Re: INFO: rcu detected stall in ndisc_alloc_skb
From: Dmitry Vyukov <dvyukov@google.com>
Date: 2019-01-07 11:13:09
Also in:
linux-mm, lkml
On Sun, Jan 6, 2019 at 2:47 PM Tetsuo Handa [off-list ref] wrote:
On 2019/01/06 22:24, Dmitry Vyukov wrote:quoted
quoted
A report at 2019/01/05 10:08 from "no output from test machine (2)" ( https://syzkaller.appspot.com/text?tag=CrashLog&x=1700726f400000 ) says that there are flood of memory allocation failure messages. Since continuous memory allocation failure messages itself is not recognized as a crash, we might be misunderstanding that this problem is not occurring recently. It will be nice if we can run testcases which are executed on bpf-next tree.What exactly do you mean by running test cases on bpf-next tree? syzbot tests bpf-next, so it executes lots of test cases on that tree. One can also ask for patch testing on bpf-next tree to test a specific test case.syzbot ran "some tests" before getting this report, but we can't find from this report what the "some tests" are. If we could record all tests executed in syzbot environments before getting this report, we could rerun the tests (with manually examining where the source of memory consumption is) in local environments.

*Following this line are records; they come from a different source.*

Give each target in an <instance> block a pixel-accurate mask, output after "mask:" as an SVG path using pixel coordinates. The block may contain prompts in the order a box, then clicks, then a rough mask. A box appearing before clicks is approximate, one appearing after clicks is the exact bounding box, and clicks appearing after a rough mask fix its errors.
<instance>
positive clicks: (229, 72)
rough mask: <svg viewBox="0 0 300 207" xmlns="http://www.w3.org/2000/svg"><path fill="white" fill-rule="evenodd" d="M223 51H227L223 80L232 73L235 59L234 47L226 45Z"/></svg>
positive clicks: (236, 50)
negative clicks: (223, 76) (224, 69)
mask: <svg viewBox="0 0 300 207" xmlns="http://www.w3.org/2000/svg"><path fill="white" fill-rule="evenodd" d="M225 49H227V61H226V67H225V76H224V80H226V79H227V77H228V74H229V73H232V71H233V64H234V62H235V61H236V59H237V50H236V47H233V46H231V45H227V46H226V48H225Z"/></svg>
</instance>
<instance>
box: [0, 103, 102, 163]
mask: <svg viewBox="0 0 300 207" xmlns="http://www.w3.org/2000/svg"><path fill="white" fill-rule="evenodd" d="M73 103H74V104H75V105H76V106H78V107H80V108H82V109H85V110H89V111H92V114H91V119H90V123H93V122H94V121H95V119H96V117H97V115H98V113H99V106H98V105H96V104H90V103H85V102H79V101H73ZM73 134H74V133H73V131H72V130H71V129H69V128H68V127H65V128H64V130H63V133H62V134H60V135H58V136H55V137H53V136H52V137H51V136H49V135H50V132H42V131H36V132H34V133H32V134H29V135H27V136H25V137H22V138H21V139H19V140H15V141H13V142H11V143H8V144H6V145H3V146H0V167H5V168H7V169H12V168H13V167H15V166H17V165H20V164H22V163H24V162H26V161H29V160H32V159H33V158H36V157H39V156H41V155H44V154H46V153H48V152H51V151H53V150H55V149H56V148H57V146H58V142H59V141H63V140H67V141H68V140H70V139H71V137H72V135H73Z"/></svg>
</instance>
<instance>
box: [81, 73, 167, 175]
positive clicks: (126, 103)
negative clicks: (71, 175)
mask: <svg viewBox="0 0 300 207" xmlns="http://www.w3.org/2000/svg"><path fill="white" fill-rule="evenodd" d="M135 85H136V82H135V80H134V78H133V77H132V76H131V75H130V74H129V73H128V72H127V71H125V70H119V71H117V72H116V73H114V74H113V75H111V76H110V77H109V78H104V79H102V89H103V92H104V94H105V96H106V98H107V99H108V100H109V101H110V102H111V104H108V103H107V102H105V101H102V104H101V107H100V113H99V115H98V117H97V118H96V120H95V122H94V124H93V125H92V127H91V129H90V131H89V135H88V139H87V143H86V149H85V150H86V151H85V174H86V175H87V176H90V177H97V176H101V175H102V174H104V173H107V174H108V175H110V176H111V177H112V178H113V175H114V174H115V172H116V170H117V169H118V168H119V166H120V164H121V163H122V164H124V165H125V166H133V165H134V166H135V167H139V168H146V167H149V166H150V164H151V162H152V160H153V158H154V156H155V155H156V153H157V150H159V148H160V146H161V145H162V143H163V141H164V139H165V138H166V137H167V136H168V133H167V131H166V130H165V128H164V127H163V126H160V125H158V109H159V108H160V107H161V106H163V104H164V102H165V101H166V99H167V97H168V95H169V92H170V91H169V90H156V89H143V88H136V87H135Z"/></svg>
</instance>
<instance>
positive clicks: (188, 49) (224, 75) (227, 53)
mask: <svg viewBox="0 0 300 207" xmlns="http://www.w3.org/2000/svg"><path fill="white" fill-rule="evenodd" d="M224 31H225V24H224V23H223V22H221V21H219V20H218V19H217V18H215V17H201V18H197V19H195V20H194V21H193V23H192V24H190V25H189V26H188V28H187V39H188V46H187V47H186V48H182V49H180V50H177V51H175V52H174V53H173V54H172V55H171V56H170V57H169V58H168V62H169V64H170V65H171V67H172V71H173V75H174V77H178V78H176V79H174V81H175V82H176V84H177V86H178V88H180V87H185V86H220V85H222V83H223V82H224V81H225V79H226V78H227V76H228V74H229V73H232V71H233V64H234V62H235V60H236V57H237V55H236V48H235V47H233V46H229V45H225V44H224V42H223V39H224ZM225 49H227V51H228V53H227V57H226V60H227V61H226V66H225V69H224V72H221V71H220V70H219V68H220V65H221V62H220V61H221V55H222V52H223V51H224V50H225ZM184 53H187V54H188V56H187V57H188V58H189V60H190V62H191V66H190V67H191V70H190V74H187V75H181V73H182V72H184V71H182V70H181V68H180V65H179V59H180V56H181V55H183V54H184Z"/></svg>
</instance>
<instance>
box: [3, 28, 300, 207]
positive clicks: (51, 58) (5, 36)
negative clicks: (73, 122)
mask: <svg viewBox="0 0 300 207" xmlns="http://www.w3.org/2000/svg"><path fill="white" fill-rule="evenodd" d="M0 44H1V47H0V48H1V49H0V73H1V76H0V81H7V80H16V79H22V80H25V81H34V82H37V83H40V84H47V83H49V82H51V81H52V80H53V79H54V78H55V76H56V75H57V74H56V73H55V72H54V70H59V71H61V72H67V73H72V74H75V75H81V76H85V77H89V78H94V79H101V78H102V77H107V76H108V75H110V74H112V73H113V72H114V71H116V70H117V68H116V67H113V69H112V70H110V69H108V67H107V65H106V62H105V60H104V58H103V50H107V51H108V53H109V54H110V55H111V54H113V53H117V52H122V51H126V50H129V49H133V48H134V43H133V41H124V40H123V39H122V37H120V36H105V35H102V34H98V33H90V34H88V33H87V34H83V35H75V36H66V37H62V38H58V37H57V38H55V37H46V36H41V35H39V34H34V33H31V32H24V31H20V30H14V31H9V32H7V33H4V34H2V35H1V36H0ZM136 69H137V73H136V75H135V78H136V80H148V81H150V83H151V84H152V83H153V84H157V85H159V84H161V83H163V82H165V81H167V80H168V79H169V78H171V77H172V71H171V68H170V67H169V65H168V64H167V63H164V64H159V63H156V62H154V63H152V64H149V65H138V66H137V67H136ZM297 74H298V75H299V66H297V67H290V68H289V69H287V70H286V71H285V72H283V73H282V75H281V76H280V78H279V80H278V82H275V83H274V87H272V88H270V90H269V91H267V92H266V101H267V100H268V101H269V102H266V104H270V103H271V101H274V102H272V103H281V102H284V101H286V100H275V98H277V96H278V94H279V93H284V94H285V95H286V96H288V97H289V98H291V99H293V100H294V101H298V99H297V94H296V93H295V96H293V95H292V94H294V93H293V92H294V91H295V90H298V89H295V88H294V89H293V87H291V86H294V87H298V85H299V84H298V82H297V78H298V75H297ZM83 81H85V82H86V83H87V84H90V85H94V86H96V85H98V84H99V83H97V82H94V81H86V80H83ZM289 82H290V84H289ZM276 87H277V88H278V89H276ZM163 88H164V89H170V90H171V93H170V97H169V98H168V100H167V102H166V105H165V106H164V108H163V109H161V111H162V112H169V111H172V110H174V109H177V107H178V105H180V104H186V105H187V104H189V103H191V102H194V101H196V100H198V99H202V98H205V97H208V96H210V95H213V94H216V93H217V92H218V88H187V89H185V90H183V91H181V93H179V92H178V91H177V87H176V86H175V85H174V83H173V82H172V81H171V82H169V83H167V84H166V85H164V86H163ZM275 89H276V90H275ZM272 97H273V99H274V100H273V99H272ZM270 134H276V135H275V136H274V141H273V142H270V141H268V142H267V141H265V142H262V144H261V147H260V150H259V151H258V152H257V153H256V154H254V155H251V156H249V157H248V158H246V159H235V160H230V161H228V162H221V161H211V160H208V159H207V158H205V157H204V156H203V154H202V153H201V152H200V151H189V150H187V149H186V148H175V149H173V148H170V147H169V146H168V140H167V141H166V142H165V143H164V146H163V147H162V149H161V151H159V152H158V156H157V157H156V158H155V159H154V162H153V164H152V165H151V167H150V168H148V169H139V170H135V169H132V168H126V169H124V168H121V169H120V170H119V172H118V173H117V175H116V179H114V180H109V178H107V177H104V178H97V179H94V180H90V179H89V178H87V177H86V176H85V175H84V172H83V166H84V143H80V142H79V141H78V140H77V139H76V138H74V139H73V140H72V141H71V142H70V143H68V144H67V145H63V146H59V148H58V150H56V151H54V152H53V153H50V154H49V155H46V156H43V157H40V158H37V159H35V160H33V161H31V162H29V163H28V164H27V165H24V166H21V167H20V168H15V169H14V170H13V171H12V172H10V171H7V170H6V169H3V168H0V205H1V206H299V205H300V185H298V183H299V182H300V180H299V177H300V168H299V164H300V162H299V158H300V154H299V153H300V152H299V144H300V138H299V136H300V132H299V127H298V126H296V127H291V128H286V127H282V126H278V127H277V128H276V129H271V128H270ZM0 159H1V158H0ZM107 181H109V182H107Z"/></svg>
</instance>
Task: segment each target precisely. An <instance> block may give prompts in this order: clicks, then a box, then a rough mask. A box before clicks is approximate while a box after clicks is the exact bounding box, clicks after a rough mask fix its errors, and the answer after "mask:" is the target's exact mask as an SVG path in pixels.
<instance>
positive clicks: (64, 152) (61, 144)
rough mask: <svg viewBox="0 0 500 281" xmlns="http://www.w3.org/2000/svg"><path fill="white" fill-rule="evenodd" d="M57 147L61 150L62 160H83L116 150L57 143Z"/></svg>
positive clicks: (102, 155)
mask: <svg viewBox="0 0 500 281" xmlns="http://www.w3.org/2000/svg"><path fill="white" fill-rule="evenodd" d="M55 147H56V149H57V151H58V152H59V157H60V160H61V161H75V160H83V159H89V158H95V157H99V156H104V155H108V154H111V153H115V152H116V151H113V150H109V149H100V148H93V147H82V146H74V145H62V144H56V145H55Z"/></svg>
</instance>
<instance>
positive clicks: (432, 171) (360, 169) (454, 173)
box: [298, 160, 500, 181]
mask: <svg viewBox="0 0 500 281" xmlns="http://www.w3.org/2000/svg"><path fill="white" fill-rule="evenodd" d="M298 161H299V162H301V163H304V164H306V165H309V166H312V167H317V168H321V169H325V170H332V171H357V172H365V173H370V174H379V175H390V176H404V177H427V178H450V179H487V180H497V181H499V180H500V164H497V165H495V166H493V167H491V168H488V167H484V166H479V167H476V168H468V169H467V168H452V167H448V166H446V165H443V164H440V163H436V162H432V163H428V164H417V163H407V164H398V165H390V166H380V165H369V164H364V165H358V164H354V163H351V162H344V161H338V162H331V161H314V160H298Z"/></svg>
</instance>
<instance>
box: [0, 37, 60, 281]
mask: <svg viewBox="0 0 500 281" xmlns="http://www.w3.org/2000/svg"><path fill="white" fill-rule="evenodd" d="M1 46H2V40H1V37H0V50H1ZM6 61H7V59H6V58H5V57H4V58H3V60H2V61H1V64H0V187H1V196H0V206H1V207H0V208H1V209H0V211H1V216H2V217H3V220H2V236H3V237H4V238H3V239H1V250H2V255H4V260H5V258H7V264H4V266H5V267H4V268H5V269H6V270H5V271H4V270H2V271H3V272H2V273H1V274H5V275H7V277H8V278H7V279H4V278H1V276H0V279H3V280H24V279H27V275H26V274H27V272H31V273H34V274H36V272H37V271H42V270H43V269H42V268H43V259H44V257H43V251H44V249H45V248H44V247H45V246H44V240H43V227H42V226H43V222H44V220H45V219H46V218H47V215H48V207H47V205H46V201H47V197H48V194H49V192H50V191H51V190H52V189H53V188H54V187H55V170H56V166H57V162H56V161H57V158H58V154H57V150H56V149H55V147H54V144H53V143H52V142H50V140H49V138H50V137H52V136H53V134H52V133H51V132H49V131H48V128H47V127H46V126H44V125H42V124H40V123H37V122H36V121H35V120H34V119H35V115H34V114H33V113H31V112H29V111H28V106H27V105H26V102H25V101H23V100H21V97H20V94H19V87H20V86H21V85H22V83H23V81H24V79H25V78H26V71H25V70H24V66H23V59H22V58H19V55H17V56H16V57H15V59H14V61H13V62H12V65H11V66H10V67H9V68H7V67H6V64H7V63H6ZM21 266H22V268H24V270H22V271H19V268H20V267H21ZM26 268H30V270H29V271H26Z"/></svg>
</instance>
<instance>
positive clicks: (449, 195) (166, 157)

Filed https://github.com/google/syzkaller/issues/917 for this.
Since syzbot is now using memcg, maybe we can test with sysctl_panic_on_oom == 1. Any memory consumption that triggers global OOM killer could be considered as a problem (e.g. memory leak or uncontrolled memory allocation).
Interesting idea. This will also alleviate the previous problem as I think only a stream of OOMs currently produces 1+MB of output. +Shakeel who was interested in catching more memcg-escaping allocations. To do this we need a buy-in from kernel community to consider this as a bug/something to fix in kernel. Systematic testing can't work gray checks requiring humans to look at each case and some cases left as being working-as-intended. There are also 2 interesting points: - testing of kernel without memcg-enabled (some kernel users obviously do this); it's doable, but currently syzkaller have no precedents/infrastructure to consider some output patterns as bugs or not depending on kernel features - false positives for minimized C reproducers that have memcg code stripped off (people complain that reproducers are too large/complex otherwise)